The DOE’s decision to roll back money saving lighting requirements is based on analyzing only one single technology that is extremely and unjustifiably high in cost ($7/bulb), low in efficiency (only 34.5 lumens/watt), and has a short lifespan (1,000 hours), said Mel Hall-Crawford, CFA director of energy programs and special projects.
The best alternative available in the market is less than half the cost ($3/bulb), almost three times more efficient (88.9 lumens/watt), and lasts 15 times as long (15,000 hours).
Had the DOE used today’s technology to evaluate the effectiveness of the standard, there’s no way the agency could justify not taking action, Hall-Crawford said.
“For the Department of Energy to fail to recognize the best and increasingly most prevalent technology when evaluating the merits of standards is simply gross negligence,” she said. “If the DOE had analyzed the lighting technologies available today, rather than only older high cost, low efficiency, short-life options, it would have concluded that a reasonable, performance based standard would save consumer billions while addressing climate change at the same time.”
The DOE’s faulty analysis assumes that more than one-third of consumers would behave irrationally and purchase inferior lighting technology over today’s energy efficient lights, Hall-Crawford said.
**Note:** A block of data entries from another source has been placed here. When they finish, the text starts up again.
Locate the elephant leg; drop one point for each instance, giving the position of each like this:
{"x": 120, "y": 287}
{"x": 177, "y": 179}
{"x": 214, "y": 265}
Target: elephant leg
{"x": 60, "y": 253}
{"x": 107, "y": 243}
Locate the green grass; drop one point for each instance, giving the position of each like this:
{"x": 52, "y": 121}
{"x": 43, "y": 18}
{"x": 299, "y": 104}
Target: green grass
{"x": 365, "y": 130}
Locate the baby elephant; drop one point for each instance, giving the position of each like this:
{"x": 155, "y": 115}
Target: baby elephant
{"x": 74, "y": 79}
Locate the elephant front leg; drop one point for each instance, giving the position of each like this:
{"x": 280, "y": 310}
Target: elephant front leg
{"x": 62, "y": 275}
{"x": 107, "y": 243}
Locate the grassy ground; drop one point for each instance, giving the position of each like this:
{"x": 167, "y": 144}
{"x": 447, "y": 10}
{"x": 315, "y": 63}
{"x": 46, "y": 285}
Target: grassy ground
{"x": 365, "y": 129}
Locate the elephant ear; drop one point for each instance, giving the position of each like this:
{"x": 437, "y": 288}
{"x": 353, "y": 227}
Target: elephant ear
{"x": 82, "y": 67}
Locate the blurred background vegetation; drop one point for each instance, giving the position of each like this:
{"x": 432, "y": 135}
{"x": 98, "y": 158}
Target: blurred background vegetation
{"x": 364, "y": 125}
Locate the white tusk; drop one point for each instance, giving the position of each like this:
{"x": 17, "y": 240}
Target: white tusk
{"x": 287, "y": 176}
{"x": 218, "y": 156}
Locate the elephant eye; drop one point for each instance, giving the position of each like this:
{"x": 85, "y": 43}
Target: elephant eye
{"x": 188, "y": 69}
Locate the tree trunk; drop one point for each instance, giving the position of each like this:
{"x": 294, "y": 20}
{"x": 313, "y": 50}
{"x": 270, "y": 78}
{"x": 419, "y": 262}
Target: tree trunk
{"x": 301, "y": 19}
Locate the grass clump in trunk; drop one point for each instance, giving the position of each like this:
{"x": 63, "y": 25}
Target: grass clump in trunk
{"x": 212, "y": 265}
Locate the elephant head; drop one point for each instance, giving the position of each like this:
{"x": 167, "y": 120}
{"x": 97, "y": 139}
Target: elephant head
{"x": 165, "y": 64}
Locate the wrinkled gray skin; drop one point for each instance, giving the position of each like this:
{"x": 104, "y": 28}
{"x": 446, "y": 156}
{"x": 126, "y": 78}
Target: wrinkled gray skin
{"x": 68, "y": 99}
However, even if consumers chose the older low-tech lighting options, and only one in 20 chose new technology, the benefit of staying with the standard would far outweigh the cost.
CFA also analyzed the macroeconomic impact of DOE’s proposed determination. Taking a 30-year time horizon, CFA’s analysis estimates the following costs would be imposed on consumers:
- It would cost consumers more than $80 billion.
- The environmental/public health costs would be nearly $20 billion.
- Macroeconomic losses would be $73 billion.
“The DOE’s decision to freeze standards for lighting products will cost consumers almost $173 billion in foregone benefits,” said Mark Cooper, CFA’s director of research.
“It is important to note is that the agency has violated executive branch regulatory guidances issued over almost 40 years ago by the presidents of both parties which lay out the requirements by which regulations are to be considered and adopted,” Cooper said. “The failure to conduct sound benefit/cost analysis as part of the regulatory review is so egregious it has led the DOE to violate the underlying statue.”
DOE’s position is a function of its unrealistic and erroneous assumptions compounded with faulty analysis, he said.
“Had DOE performed a proper analysis, the consumer pocketbook benefits with a very reasonable lifecycle cost and a short payback period more than justify amending the energy efficiency standards for general service incandescent lamps,” Cooper said. “DOE’s rollback contradicts four decades of strong political consensus on the goals of the standards, as expressed by Congress in the original legislation, the Energy Policy Conservation Act, and the most recent amendments to the underlying law in 2007.”
DOE should withdraw its proposed determination, expand the coverage of standards for lighting products, and enforce the backstop performance standard of 45 lumens/watt as enacted by Congress, he said.